En Suisse romande, un retour à l’école progressif
Coronavirus
Si tous les cantons romands instaurent l’enseignement en alternance, Genève et Vaud restent très prudents sur la durée de cette transition, tandis que Neuchâtel, le Jura et le Valais veulent un retour rapide aux classes complètes

Une reprise progressive sous haute surveillance. C’est ainsi que se dessine le retour à l’école en Suisse romande. Alors que la responsabilité sanitaire incombe à la Confédération, les cantons sont chargés du volet organisationnel pour préparer une rentrée du 11 mai sous haute tension. De fait, tous les aspects de la vie scolaire doivent être repensés à l’aune du coronavirus. Le mot d’ordre du dispositif intercantonal? L’alternance, qui vaudra pour la présence en classe, les récréations ou encore les repas.
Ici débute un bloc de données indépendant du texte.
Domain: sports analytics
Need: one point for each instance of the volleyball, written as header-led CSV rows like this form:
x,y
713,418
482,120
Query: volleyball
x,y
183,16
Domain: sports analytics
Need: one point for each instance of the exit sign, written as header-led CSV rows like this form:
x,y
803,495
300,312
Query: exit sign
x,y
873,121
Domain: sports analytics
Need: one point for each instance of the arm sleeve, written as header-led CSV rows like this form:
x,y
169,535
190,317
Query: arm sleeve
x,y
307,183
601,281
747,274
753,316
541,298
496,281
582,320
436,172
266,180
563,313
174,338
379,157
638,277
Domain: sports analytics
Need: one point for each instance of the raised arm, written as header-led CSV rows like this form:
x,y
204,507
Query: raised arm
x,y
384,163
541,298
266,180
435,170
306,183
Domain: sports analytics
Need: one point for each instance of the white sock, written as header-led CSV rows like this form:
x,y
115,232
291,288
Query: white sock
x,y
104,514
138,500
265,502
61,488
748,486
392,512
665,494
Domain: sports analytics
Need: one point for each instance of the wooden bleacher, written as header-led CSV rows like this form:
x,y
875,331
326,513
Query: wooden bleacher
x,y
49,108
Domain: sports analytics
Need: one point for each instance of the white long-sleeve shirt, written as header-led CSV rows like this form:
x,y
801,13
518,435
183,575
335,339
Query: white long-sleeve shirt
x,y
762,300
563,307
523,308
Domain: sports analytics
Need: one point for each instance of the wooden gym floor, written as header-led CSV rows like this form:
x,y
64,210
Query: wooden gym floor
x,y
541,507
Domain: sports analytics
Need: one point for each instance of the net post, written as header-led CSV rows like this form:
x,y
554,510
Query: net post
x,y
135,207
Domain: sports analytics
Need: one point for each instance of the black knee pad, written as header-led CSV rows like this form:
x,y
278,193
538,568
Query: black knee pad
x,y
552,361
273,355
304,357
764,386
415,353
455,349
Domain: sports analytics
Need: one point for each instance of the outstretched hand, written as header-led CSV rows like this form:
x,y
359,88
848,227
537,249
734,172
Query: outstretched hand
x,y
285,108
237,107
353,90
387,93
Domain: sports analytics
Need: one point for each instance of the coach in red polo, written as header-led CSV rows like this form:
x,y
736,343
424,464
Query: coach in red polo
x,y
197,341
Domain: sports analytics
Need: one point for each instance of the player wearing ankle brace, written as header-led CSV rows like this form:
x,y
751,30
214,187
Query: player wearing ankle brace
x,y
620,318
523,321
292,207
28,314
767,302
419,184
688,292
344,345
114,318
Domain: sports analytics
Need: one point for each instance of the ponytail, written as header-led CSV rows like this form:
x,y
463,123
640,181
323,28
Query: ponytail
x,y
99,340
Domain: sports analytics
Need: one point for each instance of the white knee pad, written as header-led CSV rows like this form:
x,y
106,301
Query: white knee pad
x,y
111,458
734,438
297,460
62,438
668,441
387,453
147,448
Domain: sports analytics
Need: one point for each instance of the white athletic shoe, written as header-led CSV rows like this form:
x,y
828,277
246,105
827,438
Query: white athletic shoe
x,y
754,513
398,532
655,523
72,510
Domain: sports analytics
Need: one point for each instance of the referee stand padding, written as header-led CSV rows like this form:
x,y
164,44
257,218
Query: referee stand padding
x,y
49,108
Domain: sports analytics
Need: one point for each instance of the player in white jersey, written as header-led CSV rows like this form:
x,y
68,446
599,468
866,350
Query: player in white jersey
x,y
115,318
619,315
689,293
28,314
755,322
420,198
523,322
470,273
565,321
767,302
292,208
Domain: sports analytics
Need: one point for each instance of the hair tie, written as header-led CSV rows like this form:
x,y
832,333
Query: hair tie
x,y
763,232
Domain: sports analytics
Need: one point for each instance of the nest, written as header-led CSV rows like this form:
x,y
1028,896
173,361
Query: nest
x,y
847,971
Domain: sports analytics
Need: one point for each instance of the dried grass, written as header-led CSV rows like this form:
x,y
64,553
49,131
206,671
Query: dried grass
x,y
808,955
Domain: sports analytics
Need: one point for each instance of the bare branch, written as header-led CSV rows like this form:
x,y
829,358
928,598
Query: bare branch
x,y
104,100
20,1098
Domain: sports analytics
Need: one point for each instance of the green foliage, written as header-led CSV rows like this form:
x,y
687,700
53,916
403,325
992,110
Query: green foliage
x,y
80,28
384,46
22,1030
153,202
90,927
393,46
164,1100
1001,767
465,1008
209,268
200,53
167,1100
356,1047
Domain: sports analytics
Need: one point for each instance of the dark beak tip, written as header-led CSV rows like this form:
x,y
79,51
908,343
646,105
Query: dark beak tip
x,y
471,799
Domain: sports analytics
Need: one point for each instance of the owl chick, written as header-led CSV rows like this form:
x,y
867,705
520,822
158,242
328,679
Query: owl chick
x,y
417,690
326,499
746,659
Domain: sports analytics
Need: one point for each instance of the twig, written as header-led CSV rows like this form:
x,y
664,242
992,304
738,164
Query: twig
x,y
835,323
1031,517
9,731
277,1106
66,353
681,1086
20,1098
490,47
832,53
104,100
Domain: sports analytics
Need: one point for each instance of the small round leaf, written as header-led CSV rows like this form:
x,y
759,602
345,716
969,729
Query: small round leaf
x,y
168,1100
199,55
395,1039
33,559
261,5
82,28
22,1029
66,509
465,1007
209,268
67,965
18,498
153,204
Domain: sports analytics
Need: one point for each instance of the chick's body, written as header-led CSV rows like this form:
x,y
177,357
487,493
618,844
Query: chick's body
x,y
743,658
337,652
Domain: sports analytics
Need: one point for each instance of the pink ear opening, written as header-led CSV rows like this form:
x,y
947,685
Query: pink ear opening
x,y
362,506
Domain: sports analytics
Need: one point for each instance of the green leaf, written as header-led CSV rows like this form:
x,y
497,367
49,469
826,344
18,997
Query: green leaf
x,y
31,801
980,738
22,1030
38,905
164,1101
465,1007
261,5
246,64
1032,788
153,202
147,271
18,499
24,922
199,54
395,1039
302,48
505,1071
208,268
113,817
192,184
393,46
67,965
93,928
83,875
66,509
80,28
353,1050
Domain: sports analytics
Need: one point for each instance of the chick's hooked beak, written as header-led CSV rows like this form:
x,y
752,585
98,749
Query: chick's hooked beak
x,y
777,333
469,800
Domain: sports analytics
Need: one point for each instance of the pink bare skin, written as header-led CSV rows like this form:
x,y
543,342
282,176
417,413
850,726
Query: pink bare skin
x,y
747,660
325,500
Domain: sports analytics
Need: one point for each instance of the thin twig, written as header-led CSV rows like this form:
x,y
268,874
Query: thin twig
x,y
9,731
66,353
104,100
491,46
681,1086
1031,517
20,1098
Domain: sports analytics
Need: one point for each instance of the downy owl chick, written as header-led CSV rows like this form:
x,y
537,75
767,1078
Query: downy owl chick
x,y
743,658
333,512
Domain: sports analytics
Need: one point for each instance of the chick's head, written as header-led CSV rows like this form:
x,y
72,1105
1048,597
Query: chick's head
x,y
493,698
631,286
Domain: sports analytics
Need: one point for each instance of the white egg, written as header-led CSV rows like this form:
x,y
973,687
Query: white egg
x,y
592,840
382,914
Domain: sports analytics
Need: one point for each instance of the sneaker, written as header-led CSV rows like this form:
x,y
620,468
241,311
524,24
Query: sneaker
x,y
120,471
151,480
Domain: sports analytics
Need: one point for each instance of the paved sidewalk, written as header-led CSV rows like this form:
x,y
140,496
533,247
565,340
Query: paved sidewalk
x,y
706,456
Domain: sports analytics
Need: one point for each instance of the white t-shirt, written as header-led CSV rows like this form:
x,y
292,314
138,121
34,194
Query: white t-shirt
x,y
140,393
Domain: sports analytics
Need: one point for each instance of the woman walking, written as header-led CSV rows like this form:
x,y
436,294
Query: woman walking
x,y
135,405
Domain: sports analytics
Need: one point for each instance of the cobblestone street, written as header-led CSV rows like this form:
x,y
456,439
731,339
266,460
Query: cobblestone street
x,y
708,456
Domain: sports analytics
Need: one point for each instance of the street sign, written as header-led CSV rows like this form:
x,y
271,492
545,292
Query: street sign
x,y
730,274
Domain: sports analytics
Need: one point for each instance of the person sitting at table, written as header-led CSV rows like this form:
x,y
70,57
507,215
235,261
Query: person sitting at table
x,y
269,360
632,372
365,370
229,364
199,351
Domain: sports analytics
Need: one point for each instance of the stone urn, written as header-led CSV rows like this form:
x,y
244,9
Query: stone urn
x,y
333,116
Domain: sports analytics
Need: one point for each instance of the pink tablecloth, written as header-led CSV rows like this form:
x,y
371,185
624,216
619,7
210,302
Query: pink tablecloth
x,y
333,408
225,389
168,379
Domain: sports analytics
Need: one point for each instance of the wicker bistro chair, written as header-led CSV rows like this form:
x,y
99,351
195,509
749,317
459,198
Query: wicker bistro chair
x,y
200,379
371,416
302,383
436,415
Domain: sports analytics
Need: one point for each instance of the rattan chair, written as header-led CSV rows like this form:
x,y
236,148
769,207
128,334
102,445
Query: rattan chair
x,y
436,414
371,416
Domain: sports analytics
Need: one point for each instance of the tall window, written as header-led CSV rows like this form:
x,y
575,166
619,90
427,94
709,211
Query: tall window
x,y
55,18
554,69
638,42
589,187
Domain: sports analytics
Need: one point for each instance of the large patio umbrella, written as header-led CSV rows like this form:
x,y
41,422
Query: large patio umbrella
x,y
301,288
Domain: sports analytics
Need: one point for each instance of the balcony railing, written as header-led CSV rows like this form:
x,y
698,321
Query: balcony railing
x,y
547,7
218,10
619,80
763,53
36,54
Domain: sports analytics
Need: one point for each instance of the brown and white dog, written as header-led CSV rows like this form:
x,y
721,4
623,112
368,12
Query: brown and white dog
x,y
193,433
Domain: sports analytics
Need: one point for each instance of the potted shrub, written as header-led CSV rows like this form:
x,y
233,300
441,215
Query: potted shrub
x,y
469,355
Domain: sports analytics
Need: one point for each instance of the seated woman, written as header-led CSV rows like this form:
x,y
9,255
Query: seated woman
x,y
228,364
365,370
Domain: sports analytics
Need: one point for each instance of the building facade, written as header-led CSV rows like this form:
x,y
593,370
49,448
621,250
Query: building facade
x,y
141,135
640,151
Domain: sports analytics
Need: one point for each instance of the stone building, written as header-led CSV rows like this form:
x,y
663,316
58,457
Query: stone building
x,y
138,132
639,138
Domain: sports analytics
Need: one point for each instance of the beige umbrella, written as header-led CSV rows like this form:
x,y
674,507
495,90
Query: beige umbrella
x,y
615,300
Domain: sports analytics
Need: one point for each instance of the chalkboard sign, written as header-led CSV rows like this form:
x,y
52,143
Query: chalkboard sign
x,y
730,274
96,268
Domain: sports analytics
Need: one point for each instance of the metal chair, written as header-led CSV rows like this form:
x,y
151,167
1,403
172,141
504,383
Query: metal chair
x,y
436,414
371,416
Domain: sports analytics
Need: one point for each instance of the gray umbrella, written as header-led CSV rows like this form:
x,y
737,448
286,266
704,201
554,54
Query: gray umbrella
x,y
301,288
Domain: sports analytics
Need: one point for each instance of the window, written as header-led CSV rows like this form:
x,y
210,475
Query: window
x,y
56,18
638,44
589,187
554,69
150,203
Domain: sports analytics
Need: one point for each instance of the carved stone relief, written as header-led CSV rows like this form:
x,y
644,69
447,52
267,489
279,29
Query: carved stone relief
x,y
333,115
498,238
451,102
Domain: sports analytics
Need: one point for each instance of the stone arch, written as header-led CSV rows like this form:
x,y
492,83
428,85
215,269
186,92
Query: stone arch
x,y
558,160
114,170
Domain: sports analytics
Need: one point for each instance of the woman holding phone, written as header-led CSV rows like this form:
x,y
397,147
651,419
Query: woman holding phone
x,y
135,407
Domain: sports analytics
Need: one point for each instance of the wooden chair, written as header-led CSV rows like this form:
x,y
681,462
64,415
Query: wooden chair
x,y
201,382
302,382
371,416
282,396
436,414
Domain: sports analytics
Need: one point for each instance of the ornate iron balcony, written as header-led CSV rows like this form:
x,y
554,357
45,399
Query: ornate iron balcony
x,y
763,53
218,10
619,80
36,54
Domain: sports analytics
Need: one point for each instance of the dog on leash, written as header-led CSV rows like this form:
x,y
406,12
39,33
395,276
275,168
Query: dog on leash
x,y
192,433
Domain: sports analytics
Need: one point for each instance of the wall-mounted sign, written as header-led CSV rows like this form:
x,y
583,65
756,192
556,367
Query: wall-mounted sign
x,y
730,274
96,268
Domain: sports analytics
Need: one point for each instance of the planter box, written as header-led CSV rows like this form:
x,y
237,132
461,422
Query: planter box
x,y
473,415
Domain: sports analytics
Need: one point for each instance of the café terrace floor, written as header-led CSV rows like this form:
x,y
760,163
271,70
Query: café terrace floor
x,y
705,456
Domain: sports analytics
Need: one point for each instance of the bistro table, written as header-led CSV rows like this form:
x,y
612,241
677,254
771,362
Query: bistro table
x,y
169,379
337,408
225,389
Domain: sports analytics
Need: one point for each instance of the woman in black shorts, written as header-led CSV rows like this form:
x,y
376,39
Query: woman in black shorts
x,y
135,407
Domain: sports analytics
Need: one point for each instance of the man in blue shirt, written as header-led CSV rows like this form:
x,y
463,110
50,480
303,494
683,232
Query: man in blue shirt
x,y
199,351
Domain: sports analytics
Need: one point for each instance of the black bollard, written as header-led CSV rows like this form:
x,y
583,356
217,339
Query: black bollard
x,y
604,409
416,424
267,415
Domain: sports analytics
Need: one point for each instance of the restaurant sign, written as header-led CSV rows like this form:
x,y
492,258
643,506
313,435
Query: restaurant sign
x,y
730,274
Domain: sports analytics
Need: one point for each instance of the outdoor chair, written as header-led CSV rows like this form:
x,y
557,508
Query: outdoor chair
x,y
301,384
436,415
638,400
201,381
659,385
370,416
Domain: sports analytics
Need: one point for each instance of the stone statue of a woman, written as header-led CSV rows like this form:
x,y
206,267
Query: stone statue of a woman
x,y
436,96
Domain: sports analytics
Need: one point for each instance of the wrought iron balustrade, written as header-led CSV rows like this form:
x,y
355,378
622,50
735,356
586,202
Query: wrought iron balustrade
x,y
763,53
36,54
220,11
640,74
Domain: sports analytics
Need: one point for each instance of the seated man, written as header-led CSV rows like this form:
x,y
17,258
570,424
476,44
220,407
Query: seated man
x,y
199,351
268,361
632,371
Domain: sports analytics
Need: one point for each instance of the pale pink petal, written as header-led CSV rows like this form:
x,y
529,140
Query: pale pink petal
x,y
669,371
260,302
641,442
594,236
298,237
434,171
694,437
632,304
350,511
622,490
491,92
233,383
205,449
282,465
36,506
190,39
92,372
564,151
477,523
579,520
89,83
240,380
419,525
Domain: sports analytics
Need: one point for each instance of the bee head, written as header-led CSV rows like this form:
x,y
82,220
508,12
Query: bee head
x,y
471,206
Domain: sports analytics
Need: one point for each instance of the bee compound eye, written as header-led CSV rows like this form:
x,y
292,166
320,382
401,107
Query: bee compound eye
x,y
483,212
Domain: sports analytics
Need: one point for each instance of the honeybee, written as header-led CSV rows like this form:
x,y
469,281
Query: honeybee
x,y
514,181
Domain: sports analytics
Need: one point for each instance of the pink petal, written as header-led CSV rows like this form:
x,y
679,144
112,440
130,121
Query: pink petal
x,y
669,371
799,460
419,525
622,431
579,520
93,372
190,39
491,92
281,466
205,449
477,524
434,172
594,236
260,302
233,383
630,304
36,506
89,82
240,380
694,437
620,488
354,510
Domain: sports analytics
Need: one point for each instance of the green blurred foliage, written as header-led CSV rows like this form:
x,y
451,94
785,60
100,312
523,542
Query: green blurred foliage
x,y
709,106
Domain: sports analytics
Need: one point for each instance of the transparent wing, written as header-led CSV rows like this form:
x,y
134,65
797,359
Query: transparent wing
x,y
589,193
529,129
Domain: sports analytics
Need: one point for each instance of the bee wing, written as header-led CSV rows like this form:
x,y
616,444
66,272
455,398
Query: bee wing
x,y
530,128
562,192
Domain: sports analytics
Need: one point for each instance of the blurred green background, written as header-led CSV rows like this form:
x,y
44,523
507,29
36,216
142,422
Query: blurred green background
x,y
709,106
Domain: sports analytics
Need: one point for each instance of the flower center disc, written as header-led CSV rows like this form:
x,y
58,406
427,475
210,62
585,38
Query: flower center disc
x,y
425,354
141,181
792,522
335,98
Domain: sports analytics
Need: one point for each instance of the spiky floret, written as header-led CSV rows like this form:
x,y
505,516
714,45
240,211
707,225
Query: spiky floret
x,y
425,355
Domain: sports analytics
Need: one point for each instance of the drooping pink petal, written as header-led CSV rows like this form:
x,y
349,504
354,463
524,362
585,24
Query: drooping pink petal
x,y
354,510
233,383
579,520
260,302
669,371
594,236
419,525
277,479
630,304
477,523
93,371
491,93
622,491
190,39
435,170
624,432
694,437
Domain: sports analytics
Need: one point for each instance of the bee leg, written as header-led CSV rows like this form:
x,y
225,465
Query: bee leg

Des disparités cantonales apparaissent en revanche sur la durée de cette phase transitoire. Si Genève prévoit un retour aux classes complètes dans l’ensemble de l’enseignement obligatoire le 8 juin, Vaud table sur le 29 mai, tandis que Neuchâtel et le Jura évoquent la date du 25 mai et le Valais même celle du 18 mai pour le primaire. Quant à Fribourg, il dévoilera son plan d’action vendredi. Le Syndicat des enseignants romands déplore «que la coordination annoncée ne soit pas réelle». Pour son président, Samuel Rohrbach, un retour aux classes complètes est «incompatible» avec les mesures sanitaires imposées.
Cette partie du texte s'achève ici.